Re: [PATCH net-next] netdevsim: Add max_vfs to bus_dev

From: Jakub Kicinski
Date: Wed Dec 11 2019 - 18:50:05 EST


On Wed, 11 Dec 2019 23:25:09 +0000, Yuval Avnery wrote:
> > -----Original Message-----
> > From: Jakub Kicinski <jakub.kicinski@xxxxxxxxxxxxx>
> > Sent: Wednesday, December 11, 2019 2:24 PM
> > To: Yuval Avnery <yuvalav@xxxxxxxxxxxx>
> > Cc: Jiri Pirko <jiri@xxxxxxxxxxxx>; davem@xxxxxxxxxxxxx;
> > netdev@xxxxxxxxxxxxxxx; linux-kernel@xxxxxxxxxxxxxxx
> > Subject: Re: [PATCH net-next] netdevsim: Add max_vfs to bus_dev
> >
> > On Wed, 11 Dec 2019 19:57:34 +0000, Yuval Avnery wrote:
> > > > -----Original Message-----
> > > > From: Jakub Kicinski <jakub.kicinski@xxxxxxxxxxxxx>
> > > > Sent: Wednesday, December 11, 2019 11:16 AM
> > > > To: Yuval Avnery <yuvalav@xxxxxxxxxxxx>
> > > > Cc: Jiri Pirko <jiri@xxxxxxxxxxxx>; davem@xxxxxxxxxxxxx;
> > > > netdev@xxxxxxxxxxxxxxx; linux-kernel@xxxxxxxxxxxxxxx
> > > > Subject: Re: [PATCH net-next] netdevsim: Add max_vfs to bus_dev
> > > >
> > > > On Wed, 11 Dec 2019 18:19:56 +0000, Yuval Avnery wrote:
> > > > > > On Wed, 11 Dec 2019 04:58:53 +0200, Yuval Avnery wrote:
> > > > > > > Currently there is no limit to the number of VFs netdevsim can enable.
> > > > > > > In a real systems this value exist and used by driver.
> > > > > > > Fore example, Some features might need to consider this value
> > > > > > > when allocating memory.
> > > > > >
> > > > > > Thanks for the patch!
> > > > > >
> > > > > > Can you shed a little bit more light on where it pops up? Just
> > > > > > for my
> > > > curiosity?
> > > > >
> > > > > Yes, like we described in the subdev threads.
> > > > > User should be able to configure some attributes before the VF was
> > > > enabled.
> > > > > So all those (persistent) VF attributes should be available for
> > > > > query and configuration before VF was enabled.
> > > > > The driver can allocate an array according to max_vfs to hold all
> > > > > that data, like we do here in" vfconfigs".
> > > >
> > > > I was after more practical reasoning, are you writing some tests for
> > > > subdev stuff that will depend on this change? :)
> > >
> > > Yes we are writing tests for subdev with this.
> >
> > Okay, please post v2 together with the tests. We don't accept netdevsim
> > features without tests any more.
>
> I think the only test I can currently write is the enable SR-IOV max_vfs enforcement.
> Because subdev is not in yet.
> Will that be good enough?

It'd be good to test some netdev API rather than just the enforcement
itself which is entirely in netdevsim, I think.

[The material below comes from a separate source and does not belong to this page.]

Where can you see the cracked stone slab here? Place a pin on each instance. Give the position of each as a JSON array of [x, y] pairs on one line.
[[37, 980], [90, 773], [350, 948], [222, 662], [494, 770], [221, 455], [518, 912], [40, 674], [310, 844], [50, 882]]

So max_vfs enforcement plus checking that ip link lists the correct
number of entries (and perhaps the entries are in reset state after
enable) would do IMO.

> > > This is the way mlx5 works.. is that practical enough?
> > >
> > > > > > > Signed-off-by: Yuval Avnery <yuvalav@xxxxxxxxxxxx>
> > > > > > > Acked-by: Jiri Pirko <jiri@xxxxxxxxxxxx>
> > > > > > >
> > > > > > > diff --git a/drivers/net/netdevsim/bus.c
> > > > > > > b/drivers/net/netdevsim/bus.c index 6aeed0c600f8..f1a0171080cb
> > > > > > > 100644
> > > > > > > --- a/drivers/net/netdevsim/bus.c
> > > > > > > +++ b/drivers/net/netdevsim/bus.c
> > > > > > > @@ -26,9 +26,9 @@ static struct nsim_bus_dev
> > > > > > > *to_nsim_bus_dev(struct device *dev) static int
> > > > > > > nsim_bus_dev_vfs_enable(struct nsim_bus_dev
> > > > > > *nsim_bus_dev,
> > > > > > > unsigned int num_vfs)
> > > > > > > {
> > > > > > > - nsim_bus_dev->vfconfigs = kcalloc(num_vfs,
> > > > > > > - sizeof(struct
> > nsim_vf_config),
> > > > > > > - GFP_KERNEL);
> > > > > >
> > > > > > You're changing the semantics of the enable/disable as well now.
> > > > > > The old values used to be wiped when SR-IOV is disabled, now
> > > > > > they will be retained across disable/enable pair.
> > > > > >
> > > > > > I think it'd be better if that wasn't the case. Users may expect
> > > > > > a system to be in the same state after they enable SR-IOV,
> > > > > > regardless if someone else used SR-IOV since last reboot.
> > > > >
> > > > > Right,
> > > > > But some values should retain across enable/disable, for example
> > > > > MAC
> > > > address which is persistent.
> > > > > So maybe we need to retain some values, while resetting others on
> > > > disable?
> > > > > Would that work?
> > > >
> > > > Mmm. That is a good question. For all practical purposes SR-IOV used
> > > > to be local to the host that enables it until Smart/middle box NICs
> > emerged.
> > > >
> > > > Perhaps the best way forward would be to reset the config that was
> > > > set via legacy APIs and keep only the MACs provisioned via persistent
> > devlink API?
> > > >
> > > > So for now we'd memset, and once devlink API lands reset selectively?
> > >
> > > Legacy is also persistent.
> > > Currently when you set mac address with "ip link vf set mac" it is persistent
> > (at least in mlx5).
> >
> > "Currently in mlx5" - maybe, but this is netdevsim. Currently it clears the
> > config on re-enable which I believe to be preferable as explained before.
> >
> > > But ip link only exposes enabled VFS, so driver on VF has to reload to
> > acquire this MAC.
> > > With devlink subdev it will be possible to set the MAC before VF was
> > enabled.
> >
> > Yup, sure. As I said, once subdev is implemented, we will treat the addresses
> > set by it differently. Those are inherently persistent or rather their life time is
> > independent of just the SR-IOV host.
>
> Ok, got it.
> I am just wondering how this works when you have "ip link" and devlink setting the MAC independently.
> Will they show the same MAC?
> Or ip link will show the non-persistent MAC And devlink the persistent?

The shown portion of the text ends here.